We often give nicknames to people. To our loved ones as well. Sometimes, we do that because the name is too long, and we want something shorter. Or, in other cases, it is all about finding something unique about a person, and sticking to it. The same logic applies to cities as well. The Big Apple, the Eternal City, the City of Love, Sin City, and many more. But why are they called like that? Here is a quick guide to the nicknames of some of the most famous cities.
New York – The Big Apple
There are many stories and legends why New York is called the Big Apple. However, one of the most widely accepted dates back to the 1920s. It was during this time that horseracing was a big sport in the city. At the time, apples were given as prizes to winners. In the 1920s, John Fitzgerald, writing for the New York Morning Telegraph as a writer, used the term “Around the Big Apple” when describing the races.
Fitzgerald even described the origin of the name in one of his columns. He wrote “The Big Apple. The dream of every lad that ever threw a leg over a thoroughbred and the goal of all horsemen. There is only one Big Apple. That is New York”. Other writers caught up on the trend. But it wasn’t until the 1970s when the name was popular. While the term Big Apple was used in other context, in the 1970s, a tourism organization began to promote the nickname. It remained popular ever since.
Beijing – The Forbidden City
The name was initially used for a palace complex in central Beijing. But over time, the name for the Chinese Imperial Palace expanded as a nickname for the entire city. The former palace lasted from the Ming dynasty up to the end of the Qing dynasty, or from 1420 to 1912. Nowadays, the palace houses the Palace Museum. During its time, the Forbidden City served as home of emperors.
The Palace was constructed from 1406 to 1420. The complex consists of 980 buildings, and covers up to 72 hectares. Its significance expands more than just China, as it has served and influenced architecture all over East Asia. It was declared a World Heritage Site in 1987.
Paris – City of Lights or Love
Paris is a unique city in many ways. Having two nicknames certainly helps the cause. Known as the most romantic city in the world, it is logical why the nickname City of Love was given. The utterly romantic capital is home for more proposals than any other city in the world.
But Paris is also called the City of Lights, or La Ville Lumiere in French. This nickname was given because it was central city during the Enlightenment period, a modern era of philosophy in the 18th century. The period advocated for freedom and democracy as the primary values of society. Another reason why it is called City of Lights is because it was one of the first cities in the world to install lightning in the street.
Rome – Eternal City
Ancient Romans called Rome the Eternal City. They believed that while many things can come and go, Rome will stand forever. And they were right. Rome is the oldest capital in Europe. The name was first used by Tibullus, poet during the 1st century BC. The expression was also used by Virgil, Livy, Ovid, and other Roman poets.

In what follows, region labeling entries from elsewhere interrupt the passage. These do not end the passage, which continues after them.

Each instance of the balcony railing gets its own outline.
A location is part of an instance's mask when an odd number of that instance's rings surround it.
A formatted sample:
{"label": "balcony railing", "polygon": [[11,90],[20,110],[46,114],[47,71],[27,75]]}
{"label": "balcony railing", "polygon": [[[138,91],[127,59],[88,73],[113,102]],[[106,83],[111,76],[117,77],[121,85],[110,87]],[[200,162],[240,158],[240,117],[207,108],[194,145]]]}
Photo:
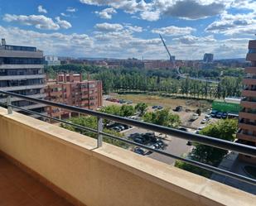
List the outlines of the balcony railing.
{"label": "balcony railing", "polygon": [[[170,127],[167,127],[147,123],[147,122],[140,122],[140,121],[137,121],[137,120],[133,120],[133,119],[130,119],[130,118],[118,117],[118,116],[107,114],[107,113],[99,113],[99,112],[96,112],[96,111],[93,111],[93,110],[89,110],[89,109],[81,108],[78,108],[78,107],[69,106],[69,105],[65,105],[65,104],[63,104],[63,103],[53,103],[53,102],[50,102],[50,101],[44,100],[44,99],[34,98],[31,98],[31,97],[27,97],[27,96],[17,94],[17,93],[10,93],[10,92],[0,91],[0,93],[7,95],[7,103],[1,103],[1,105],[7,108],[8,114],[11,114],[12,113],[12,108],[19,108],[21,111],[25,111],[27,113],[35,114],[35,115],[38,115],[40,117],[45,117],[45,118],[47,118],[47,119],[51,119],[51,120],[58,121],[58,122],[63,122],[63,123],[65,123],[65,124],[69,124],[69,125],[71,125],[73,127],[75,127],[82,129],[82,130],[86,130],[86,131],[89,131],[89,132],[95,132],[95,133],[98,134],[98,139],[97,139],[97,146],[98,147],[102,146],[103,136],[104,136],[104,137],[107,137],[114,139],[114,140],[118,140],[120,141],[128,143],[130,145],[134,145],[134,146],[147,149],[147,150],[153,151],[153,152],[159,153],[161,155],[167,156],[168,157],[174,158],[176,160],[181,160],[183,162],[191,164],[191,165],[195,165],[195,166],[200,167],[202,169],[205,169],[205,170],[215,172],[215,173],[224,175],[225,176],[229,176],[229,177],[231,177],[231,178],[234,178],[234,179],[236,179],[236,180],[239,180],[241,181],[247,182],[247,183],[252,184],[254,185],[256,185],[256,180],[254,180],[254,179],[251,179],[251,178],[249,178],[249,177],[246,177],[246,176],[243,176],[243,175],[238,175],[238,174],[235,174],[235,173],[233,173],[233,172],[230,172],[230,171],[228,171],[228,170],[225,170],[223,169],[220,169],[220,168],[217,168],[217,167],[215,167],[215,166],[212,166],[212,165],[206,165],[206,164],[204,164],[204,163],[201,163],[201,162],[198,162],[198,161],[196,161],[196,160],[190,160],[190,159],[181,157],[181,156],[176,156],[176,155],[173,155],[173,154],[167,153],[163,151],[153,149],[152,147],[149,147],[149,146],[142,145],[142,144],[139,144],[139,143],[137,143],[137,142],[127,140],[127,139],[123,139],[123,138],[118,137],[115,137],[115,136],[111,135],[111,134],[105,133],[105,132],[103,132],[103,127],[104,127],[103,120],[107,119],[107,120],[110,120],[110,121],[114,121],[114,122],[120,122],[120,123],[123,123],[123,124],[127,124],[127,125],[131,125],[131,126],[133,126],[133,127],[144,128],[144,129],[147,129],[147,130],[160,132],[160,133],[162,133],[162,134],[167,134],[167,135],[176,137],[178,137],[178,138],[181,138],[181,139],[185,139],[185,140],[188,140],[188,141],[196,141],[196,142],[198,142],[198,143],[218,147],[218,148],[224,149],[224,150],[233,151],[239,152],[240,154],[256,157],[256,147],[254,147],[254,146],[249,146],[239,144],[239,143],[235,143],[235,142],[232,142],[232,141],[225,141],[225,140],[221,140],[221,139],[217,139],[217,138],[214,138],[214,137],[206,137],[206,136],[203,136],[203,135],[189,133],[189,132],[180,131],[180,130],[174,129],[174,128],[170,128]],[[45,104],[46,106],[52,106],[52,107],[56,107],[56,108],[63,108],[65,110],[69,110],[69,111],[71,111],[71,112],[74,112],[74,113],[81,113],[81,114],[97,117],[98,129],[96,130],[96,129],[92,129],[92,128],[82,127],[80,125],[74,124],[72,122],[66,122],[65,120],[55,118],[55,117],[49,117],[49,116],[46,116],[46,115],[44,115],[44,114],[41,114],[41,113],[36,113],[36,112],[33,112],[33,111],[29,111],[29,110],[27,110],[27,109],[23,109],[23,108],[18,108],[17,106],[12,105],[12,103],[11,103],[12,96],[20,98],[22,98],[24,100],[27,100],[27,101],[30,101],[30,102]]]}

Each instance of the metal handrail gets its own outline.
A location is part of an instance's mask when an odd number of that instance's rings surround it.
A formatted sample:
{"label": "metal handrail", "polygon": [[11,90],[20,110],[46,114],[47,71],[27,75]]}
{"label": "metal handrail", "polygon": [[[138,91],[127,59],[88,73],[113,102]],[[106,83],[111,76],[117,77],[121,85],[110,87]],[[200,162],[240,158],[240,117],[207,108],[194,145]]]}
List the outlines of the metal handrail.
{"label": "metal handrail", "polygon": [[[140,146],[142,148],[145,148],[148,151],[157,152],[159,154],[175,158],[176,160],[180,160],[181,161],[184,161],[184,162],[186,162],[188,164],[200,167],[200,168],[205,169],[205,170],[208,170],[218,173],[218,174],[225,175],[226,176],[229,176],[229,177],[232,177],[234,179],[239,180],[241,181],[247,182],[247,183],[256,185],[256,180],[254,180],[254,179],[251,179],[251,178],[249,178],[249,177],[245,177],[245,176],[243,176],[243,175],[238,175],[238,174],[235,174],[235,173],[233,173],[233,172],[230,172],[230,171],[227,171],[227,170],[222,170],[222,169],[220,169],[220,168],[217,168],[217,167],[214,167],[214,166],[211,166],[211,165],[201,163],[201,162],[198,162],[198,161],[195,161],[195,160],[192,160],[180,157],[180,156],[170,154],[170,153],[164,152],[164,151],[157,150],[157,149],[151,148],[151,147],[145,146],[145,145],[142,145],[142,144],[139,144],[139,143],[129,141],[129,140],[126,140],[126,139],[123,139],[123,138],[120,138],[120,137],[113,136],[111,134],[105,133],[105,132],[103,132],[102,120],[103,119],[108,119],[108,120],[111,120],[111,121],[123,123],[123,124],[132,125],[132,126],[134,126],[134,127],[138,127],[144,128],[144,129],[147,129],[147,130],[151,130],[151,131],[161,132],[161,133],[163,133],[163,134],[170,135],[170,136],[176,137],[181,138],[181,139],[196,141],[196,142],[199,142],[199,143],[201,143],[201,144],[218,147],[218,148],[220,148],[220,149],[237,151],[239,153],[247,155],[247,156],[256,156],[256,147],[246,146],[246,145],[243,145],[243,144],[239,144],[239,143],[235,143],[235,142],[232,142],[232,141],[225,141],[225,140],[221,140],[221,139],[213,138],[213,137],[207,137],[207,136],[189,133],[189,132],[180,131],[180,130],[174,129],[174,128],[170,128],[170,127],[167,127],[147,123],[147,122],[140,122],[140,121],[137,121],[137,120],[133,120],[133,119],[130,119],[130,118],[118,117],[118,116],[114,116],[114,115],[112,115],[112,114],[99,113],[99,112],[96,112],[96,111],[93,111],[93,110],[89,110],[89,109],[81,108],[74,107],[74,106],[69,106],[69,105],[65,105],[65,104],[63,104],[63,103],[53,103],[53,102],[50,102],[50,101],[44,100],[44,99],[38,99],[38,98],[31,98],[31,97],[24,96],[24,95],[22,95],[22,94],[14,93],[0,91],[0,93],[7,95],[7,104],[1,103],[1,104],[7,107],[8,113],[12,113],[12,108],[19,108],[22,111],[25,111],[25,112],[27,112],[27,113],[32,113],[32,114],[36,114],[36,115],[39,115],[41,117],[44,117],[46,118],[59,121],[60,122],[74,126],[74,127],[78,127],[80,129],[87,130],[87,131],[95,132],[95,133],[98,134],[98,142],[97,142],[98,147],[100,147],[102,146],[102,137],[104,136],[104,137],[108,137],[109,138],[112,138],[112,139],[118,140],[118,141],[131,144],[131,145],[135,145],[135,146]],[[58,118],[49,117],[47,115],[43,115],[43,114],[41,114],[39,113],[23,109],[23,108],[19,108],[17,106],[12,105],[11,104],[11,96],[17,97],[17,98],[22,98],[22,99],[25,99],[25,100],[27,100],[27,101],[30,101],[30,102],[33,102],[33,103],[42,103],[42,104],[45,104],[45,105],[47,105],[47,106],[60,108],[69,110],[69,111],[71,111],[71,112],[75,112],[75,113],[82,113],[82,114],[97,117],[98,117],[98,130],[94,130],[94,129],[92,129],[92,128],[88,128],[88,127],[83,127],[83,126],[76,125],[76,124],[74,124],[74,123],[70,122],[66,122],[66,121],[64,121],[64,120],[60,120],[60,119],[58,119]]]}

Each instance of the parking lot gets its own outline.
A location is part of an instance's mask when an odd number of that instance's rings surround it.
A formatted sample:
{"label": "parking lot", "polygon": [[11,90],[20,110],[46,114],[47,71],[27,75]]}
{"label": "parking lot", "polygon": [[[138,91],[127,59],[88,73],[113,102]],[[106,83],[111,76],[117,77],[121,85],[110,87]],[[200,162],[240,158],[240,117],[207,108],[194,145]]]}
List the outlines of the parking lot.
{"label": "parking lot", "polygon": [[[117,102],[111,102],[104,100],[104,105],[118,105],[121,106],[123,103]],[[130,105],[135,106],[134,103],[129,103]],[[158,107],[158,105],[148,107],[147,111],[157,111],[160,110],[162,108]],[[174,109],[175,110],[175,109]],[[181,111],[172,111],[172,113],[179,115],[181,125],[180,127],[181,130],[186,131],[188,132],[198,132],[200,129],[206,127],[208,124],[212,122],[216,122],[218,118],[212,118],[210,115],[208,113],[201,113],[200,115],[196,115],[195,111],[184,111],[184,109],[181,109]],[[124,128],[117,128],[116,126],[113,127],[114,130],[118,132],[122,132],[124,134],[125,137],[134,141],[135,142],[141,143],[143,145],[147,145],[154,149],[162,150],[167,153],[170,153],[177,156],[181,156],[183,154],[189,153],[193,146],[189,146],[188,141],[186,140],[180,139],[171,136],[165,136],[163,134],[159,134],[157,132],[154,132],[155,139],[153,141],[145,141],[143,137],[145,134],[150,134],[152,131],[138,128],[138,127],[126,127]],[[150,136],[150,135],[149,135]],[[147,139],[147,137],[146,137]],[[161,146],[160,145],[164,145],[164,146]],[[147,150],[142,148],[139,148],[137,146],[132,146],[131,150],[134,152],[138,153],[140,155],[146,155],[150,158],[165,162],[169,165],[173,165],[175,163],[175,159],[167,157],[166,156],[162,156],[157,152],[149,152]]]}

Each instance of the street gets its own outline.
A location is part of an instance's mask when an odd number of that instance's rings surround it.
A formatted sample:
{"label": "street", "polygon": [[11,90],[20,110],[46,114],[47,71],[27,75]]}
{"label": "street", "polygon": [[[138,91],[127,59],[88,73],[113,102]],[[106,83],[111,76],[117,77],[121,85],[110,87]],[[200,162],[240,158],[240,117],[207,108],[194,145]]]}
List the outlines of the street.
{"label": "street", "polygon": [[[152,131],[138,128],[138,127],[133,127],[129,129],[128,131],[124,132],[123,134],[126,137],[128,137],[130,134],[133,134],[133,133],[145,133],[145,132],[150,132]],[[155,132],[155,134],[157,136],[159,136],[159,134],[157,132]],[[162,135],[160,137],[165,137],[164,135]],[[162,141],[167,145],[164,151],[167,153],[175,155],[175,156],[181,156],[184,153],[188,153],[192,148],[191,146],[190,146],[186,145],[186,142],[187,142],[186,140],[180,139],[177,137],[168,136],[166,140],[162,140]],[[153,152],[148,156],[152,159],[157,160],[162,162],[165,162],[169,165],[174,165],[175,163],[175,159],[168,157],[167,156],[161,155],[157,152]]]}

The city is also known as The Capital of the World, because the Roman Empire was one of the largest empires in history.
London – The Big Smoke
Pollution is a huge problem worldwide nowadays. London might be one of the cleanest cities and most environmentally-friendly nowadays, but there was a time when the city was covered in smoke and fog. The nickname “The Big Smoke” dates back to the 19th century. It first appeared in an 1874 dictionary of slang.

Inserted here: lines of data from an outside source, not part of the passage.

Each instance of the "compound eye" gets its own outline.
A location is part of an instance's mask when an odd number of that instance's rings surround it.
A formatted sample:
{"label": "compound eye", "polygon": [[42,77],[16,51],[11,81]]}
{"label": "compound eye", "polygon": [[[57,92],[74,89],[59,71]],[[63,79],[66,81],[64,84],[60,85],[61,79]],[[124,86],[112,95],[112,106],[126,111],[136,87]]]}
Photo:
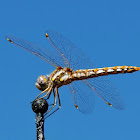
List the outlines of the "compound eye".
{"label": "compound eye", "polygon": [[44,85],[47,83],[47,79],[44,75],[40,75],[37,79],[37,83],[40,85]]}

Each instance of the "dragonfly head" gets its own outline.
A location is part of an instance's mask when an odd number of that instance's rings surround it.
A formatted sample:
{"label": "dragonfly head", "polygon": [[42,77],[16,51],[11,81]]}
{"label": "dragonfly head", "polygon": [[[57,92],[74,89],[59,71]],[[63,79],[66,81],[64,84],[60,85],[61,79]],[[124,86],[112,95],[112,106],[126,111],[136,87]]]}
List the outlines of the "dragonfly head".
{"label": "dragonfly head", "polygon": [[43,91],[48,87],[49,76],[40,75],[35,83],[36,87]]}

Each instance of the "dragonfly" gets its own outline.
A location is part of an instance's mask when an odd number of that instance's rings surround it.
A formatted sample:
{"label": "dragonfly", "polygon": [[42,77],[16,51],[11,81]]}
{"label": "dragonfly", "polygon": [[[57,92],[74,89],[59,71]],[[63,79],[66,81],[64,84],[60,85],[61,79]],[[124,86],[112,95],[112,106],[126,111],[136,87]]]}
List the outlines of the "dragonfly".
{"label": "dragonfly", "polygon": [[[124,65],[94,68],[89,58],[69,39],[52,30],[48,30],[45,35],[54,51],[13,36],[6,36],[6,38],[9,42],[55,67],[50,75],[40,75],[35,83],[36,87],[42,91],[36,97],[36,100],[41,98],[49,99],[52,93],[54,95],[54,103],[46,114],[50,111],[53,114],[61,108],[59,88],[64,85],[67,85],[70,89],[75,108],[82,113],[90,113],[93,110],[94,93],[111,107],[120,110],[125,108],[119,91],[106,76],[133,73],[139,71],[140,67]],[[57,102],[58,107],[54,108]]]}

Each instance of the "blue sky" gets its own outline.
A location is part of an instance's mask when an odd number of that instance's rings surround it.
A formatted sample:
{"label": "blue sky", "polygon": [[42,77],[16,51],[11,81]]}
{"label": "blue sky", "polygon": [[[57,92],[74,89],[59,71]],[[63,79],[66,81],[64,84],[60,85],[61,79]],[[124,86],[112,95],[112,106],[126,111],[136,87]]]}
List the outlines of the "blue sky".
{"label": "blue sky", "polygon": [[[35,139],[35,114],[30,102],[40,93],[34,83],[54,68],[10,44],[5,35],[46,45],[45,31],[64,34],[93,64],[140,66],[140,2],[118,1],[1,1],[1,139]],[[62,108],[45,122],[46,139],[140,139],[140,72],[109,76],[120,90],[126,109],[116,110],[96,96],[93,113],[83,115],[61,89]]]}

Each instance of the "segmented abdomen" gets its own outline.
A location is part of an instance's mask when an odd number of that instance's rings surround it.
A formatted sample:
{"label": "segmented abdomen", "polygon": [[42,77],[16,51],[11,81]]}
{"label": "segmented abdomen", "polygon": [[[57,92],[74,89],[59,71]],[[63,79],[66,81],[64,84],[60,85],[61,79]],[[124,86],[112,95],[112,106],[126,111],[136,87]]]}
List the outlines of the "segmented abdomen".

Popular among visitors from rural areas, the term was given as they saw “a thick smoke enveloping the city”, caused by the burning of coal. It took a while before things improved in London. Everything changed in 1956, with the introduction of the Clean Air Act.
Sydney – The Harbour City
Sydney has one of the largest natural harbors in the world. Consisting of the waters of Sydney Harbour, Middle Harbour, North Harbour, and the Lane Cove and Parramatta Rivers, Port Jackson is an inlet of the Tasman Sea. Sydney’s Opera House an Harbour Bridge are located on this harbor as well.
Las Vegas – Sin City
This one is easy to explain. There is a reason why we say “What Happens in Vegas, Stays in Vegas”. Known as the most sinful city in the world, Las Vegas is a place where it is legal for adults to do many things outlawed in major cities. That includes gambling, drinking alcohol at 4am, striptease, prostitution, and much more.
Las Vegas is the city where people go to let their hair down.